The Politics of Medicare and Drug-Price Negotiation
Despite this election season’s divisiveness, both major parties’ presidential candidates have embraced the idea of authorizing Medicare Part D to negotiate directly with drug companies to set prescription drug prices. The Medicare Modernization Act of 2003 (MMA), which established Medicare Part D, included a ban on such negotiation. In theory, if the Centers for Medicare and Medicaid Services (CMS) could negotiate with pharmaceutical companies, the agency could leverage its purchasing power to pay less for drugs. The idea has received considerable media attention over the past few months and has broad public support, reflected in a recent poll showing 87 percent of Americans have a favorable view of the idea.

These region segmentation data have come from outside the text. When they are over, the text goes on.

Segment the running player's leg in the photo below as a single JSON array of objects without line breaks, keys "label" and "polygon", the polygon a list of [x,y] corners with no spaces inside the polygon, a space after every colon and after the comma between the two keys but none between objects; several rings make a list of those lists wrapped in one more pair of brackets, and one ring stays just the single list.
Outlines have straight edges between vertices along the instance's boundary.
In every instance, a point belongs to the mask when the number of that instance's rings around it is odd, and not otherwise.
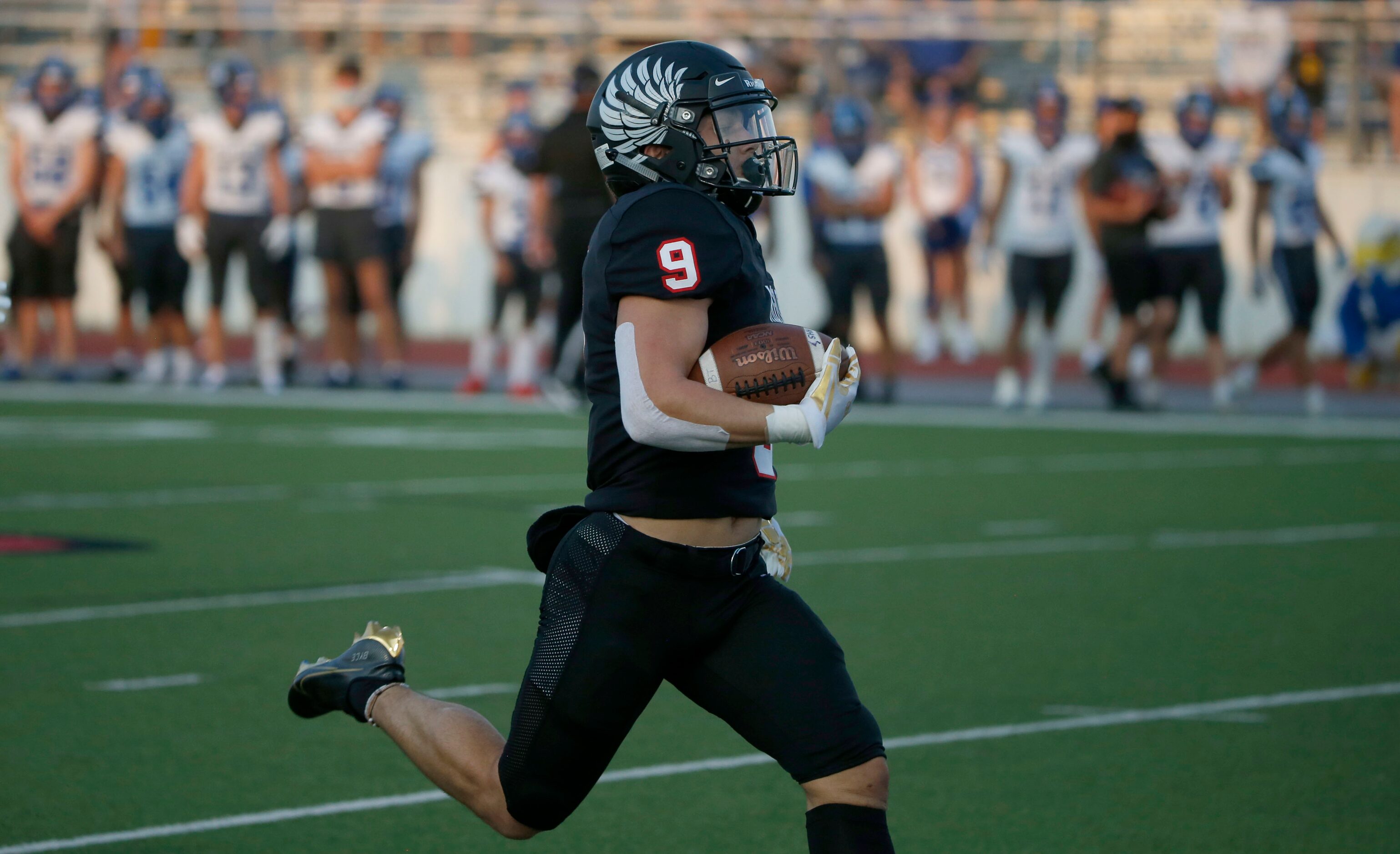
[{"label": "running player's leg", "polygon": [[666,678],[802,787],[811,851],[893,851],[885,746],[846,655],[801,596],[757,564],[734,581],[742,594],[717,643]]},{"label": "running player's leg", "polygon": [[473,711],[398,687],[371,707],[374,722],[497,832],[557,827],[651,701],[692,603],[654,566],[654,542],[613,514],[592,514],[560,540],[508,741]]}]

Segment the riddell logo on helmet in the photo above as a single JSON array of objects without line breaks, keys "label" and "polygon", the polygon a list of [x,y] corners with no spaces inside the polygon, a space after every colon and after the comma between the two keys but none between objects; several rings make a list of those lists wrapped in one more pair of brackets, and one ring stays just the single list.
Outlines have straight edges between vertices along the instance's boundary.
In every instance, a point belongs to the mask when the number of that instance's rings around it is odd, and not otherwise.
[{"label": "riddell logo on helmet", "polygon": [[797,347],[788,347],[784,344],[781,347],[752,350],[749,353],[736,353],[731,361],[734,361],[734,367],[745,368],[759,361],[764,364],[773,364],[776,361],[794,361],[794,360],[797,360]]}]

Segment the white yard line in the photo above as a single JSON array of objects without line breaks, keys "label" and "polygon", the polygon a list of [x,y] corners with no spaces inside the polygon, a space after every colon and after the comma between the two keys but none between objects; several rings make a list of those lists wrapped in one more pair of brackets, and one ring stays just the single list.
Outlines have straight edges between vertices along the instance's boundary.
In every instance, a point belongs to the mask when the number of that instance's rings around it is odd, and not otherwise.
[{"label": "white yard line", "polygon": [[519,690],[519,685],[515,682],[487,682],[484,685],[458,685],[456,687],[434,687],[433,690],[423,692],[430,697],[438,700],[451,700],[454,697],[486,697],[489,694],[514,694]]},{"label": "white yard line", "polygon": [[332,602],[336,599],[368,599],[374,596],[472,589],[477,587],[500,587],[507,584],[539,587],[543,582],[545,575],[536,573],[535,570],[501,570],[487,567],[470,573],[452,573],[449,575],[435,575],[431,578],[405,578],[400,581],[377,581],[370,584],[340,584],[335,587],[265,591],[258,594],[225,594],[221,596],[192,596],[185,599],[157,599],[153,602],[125,602],[120,605],[92,605],[88,608],[60,608],[57,610],[6,613],[0,615],[0,629],[49,626],[53,623],[84,623],[88,620],[132,619],[158,613],[186,613],[192,610],[262,608],[267,605],[293,605],[300,602]]},{"label": "white yard line", "polygon": [[[1357,522],[1350,525],[1308,525],[1298,528],[1264,528],[1245,531],[1162,531],[1145,542],[1130,533],[1044,536],[1023,539],[969,540],[962,543],[923,543],[911,546],[872,546],[867,549],[829,549],[798,552],[798,568],[815,566],[848,566],[867,563],[904,563],[914,560],[960,560],[974,557],[1014,557],[1025,554],[1089,554],[1096,552],[1130,552],[1133,549],[1210,549],[1222,546],[1292,546],[1333,540],[1358,540],[1400,536],[1400,525],[1386,522]],[[185,599],[158,599],[122,605],[94,605],[0,615],[0,629],[20,626],[48,626],[53,623],[81,623],[88,620],[132,619],[158,613],[190,610],[221,610],[228,608],[260,608],[294,602],[326,602],[333,599],[364,599],[398,594],[421,594],[501,584],[540,585],[545,577],[533,570],[482,568],[433,578],[344,584],[293,591],[256,594],[227,594]]]},{"label": "white yard line", "polygon": [[204,678],[199,673],[175,673],[174,676],[143,676],[140,679],[108,679],[106,682],[88,682],[84,687],[90,692],[143,692],[154,687],[199,685],[203,680]]},{"label": "white yard line", "polygon": [[[1281,694],[1260,694],[1252,697],[1236,697],[1232,700],[1215,700],[1211,703],[1184,703],[1180,706],[1163,706],[1158,708],[1133,708],[1124,711],[1110,711],[1103,714],[1089,714],[1071,718],[1057,718],[1053,721],[1030,721],[1026,724],[1002,724],[997,727],[974,727],[970,729],[946,729],[942,732],[924,732],[906,735],[885,741],[886,750],[900,750],[906,748],[923,748],[931,745],[948,745],[955,742],[991,741],[1011,738],[1016,735],[1033,735],[1039,732],[1067,732],[1071,729],[1095,729],[1100,727],[1123,727],[1127,724],[1147,724],[1149,721],[1180,721],[1203,715],[1215,715],[1257,708],[1280,708],[1285,706],[1306,706],[1312,703],[1340,703],[1343,700],[1358,700],[1362,697],[1385,697],[1400,694],[1400,682],[1380,682],[1376,685],[1357,685],[1348,687],[1330,687],[1322,690],[1287,692]],[[715,759],[701,759],[696,762],[676,762],[666,764],[652,764],[636,769],[620,769],[608,771],[599,783],[622,783],[624,780],[651,780],[655,777],[675,777],[679,774],[694,774],[699,771],[722,771],[742,769],[756,764],[769,764],[773,759],[763,753],[745,753],[742,756],[721,756]],[[248,827],[251,825],[273,825],[326,815],[342,815],[347,812],[365,812],[371,809],[391,809],[398,806],[414,806],[445,801],[448,797],[438,790],[410,792],[405,795],[385,795],[378,798],[356,798],[353,801],[332,801],[312,806],[295,806],[290,809],[269,809],[266,812],[246,812],[199,822],[183,822],[179,825],[157,825],[151,827],[137,827],[134,830],[118,830],[113,833],[92,833],[88,836],[74,836],[69,839],[50,839],[35,843],[20,843],[0,847],[0,854],[38,854],[39,851],[63,851],[71,848],[90,848],[113,843],[139,841],[144,839],[160,839],[167,836],[185,836],[190,833],[209,833],[211,830],[227,830],[230,827]]]},{"label": "white yard line", "polygon": [[980,406],[857,406],[854,424],[963,427],[977,430],[1070,430],[1170,435],[1291,435],[1308,438],[1400,438],[1400,419],[1252,416],[1215,413],[1113,413],[1098,410],[1001,412]]},{"label": "white yard line", "polygon": [[[256,389],[224,389],[217,395],[171,389],[134,391],[101,385],[43,382],[0,386],[0,402],[169,405],[252,409],[319,409],[333,412],[441,412],[476,414],[538,414],[561,417],[547,402],[518,403],[503,395],[461,398],[421,392],[287,389],[270,398]],[[571,416],[580,423],[587,410]],[[876,427],[958,427],[997,430],[1070,430],[1175,435],[1294,435],[1299,438],[1400,438],[1400,419],[1253,416],[1215,413],[1112,413],[1098,410],[1001,412],[980,406],[858,406],[848,419]]]},{"label": "white yard line", "polygon": [[[972,459],[871,459],[833,463],[778,462],[780,480],[868,480],[881,477],[966,477],[972,475],[1067,475],[1154,472],[1180,469],[1233,469],[1273,465],[1340,465],[1400,462],[1400,445],[1217,448],[1190,451],[1124,451],[1102,454],[1050,454],[1039,456],[984,456]],[[106,510],[179,507],[185,504],[239,504],[290,498],[339,500],[405,496],[475,496],[584,489],[582,472],[540,475],[477,475],[367,480],[308,486],[207,486],[111,493],[20,493],[0,496],[0,511]],[[785,518],[783,515],[780,519]]]},{"label": "white yard line", "polygon": [[[1054,715],[1054,717],[1084,717],[1086,714],[1106,714],[1112,711],[1124,711],[1121,708],[1103,708],[1099,706],[1044,706],[1040,708],[1040,714]],[[1211,721],[1221,724],[1264,724],[1268,721],[1267,714],[1260,714],[1257,711],[1226,711],[1219,714],[1203,714],[1191,718],[1193,721]]]}]

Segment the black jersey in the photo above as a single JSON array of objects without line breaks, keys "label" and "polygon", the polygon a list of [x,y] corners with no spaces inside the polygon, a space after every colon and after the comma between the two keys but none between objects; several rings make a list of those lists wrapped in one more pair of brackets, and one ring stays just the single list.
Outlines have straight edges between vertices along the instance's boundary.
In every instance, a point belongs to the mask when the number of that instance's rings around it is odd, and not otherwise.
[{"label": "black jersey", "polygon": [[584,263],[589,510],[662,519],[777,512],[773,448],[683,452],[634,442],[622,423],[613,336],[627,295],[711,300],[706,347],[780,322],[773,277],[748,217],[679,183],[624,195],[603,214]]}]

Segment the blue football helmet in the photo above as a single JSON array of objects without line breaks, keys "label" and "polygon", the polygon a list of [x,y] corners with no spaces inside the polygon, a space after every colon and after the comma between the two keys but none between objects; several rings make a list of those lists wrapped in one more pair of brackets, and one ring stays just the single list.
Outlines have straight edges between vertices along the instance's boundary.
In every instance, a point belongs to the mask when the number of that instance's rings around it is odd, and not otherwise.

Nevertheless, if history is any guide, politics may prevent a full repeal of the ban. It took almost 40 years to add a prescription-drug benefit to Medicare — a fact that may be surprising given how much seniors spend on pharmaceuticals. A coalition of stakeholders, including the pharmaceutical industry, helped defeat President Bill Clinton’s failed effort at health reform, and President Obama is said to have learned from that experience. President Obama secured the support of the drug industry early in the process of enacting the Affordable Care Act (ACA), so it may not be a surprise that the ACA does not do much to address drug pricing. The political process has continued to stymie more recent efforts to make even modest changes in this direction. The candidates’ promises to repeal the ban may therefore be difficult to keep.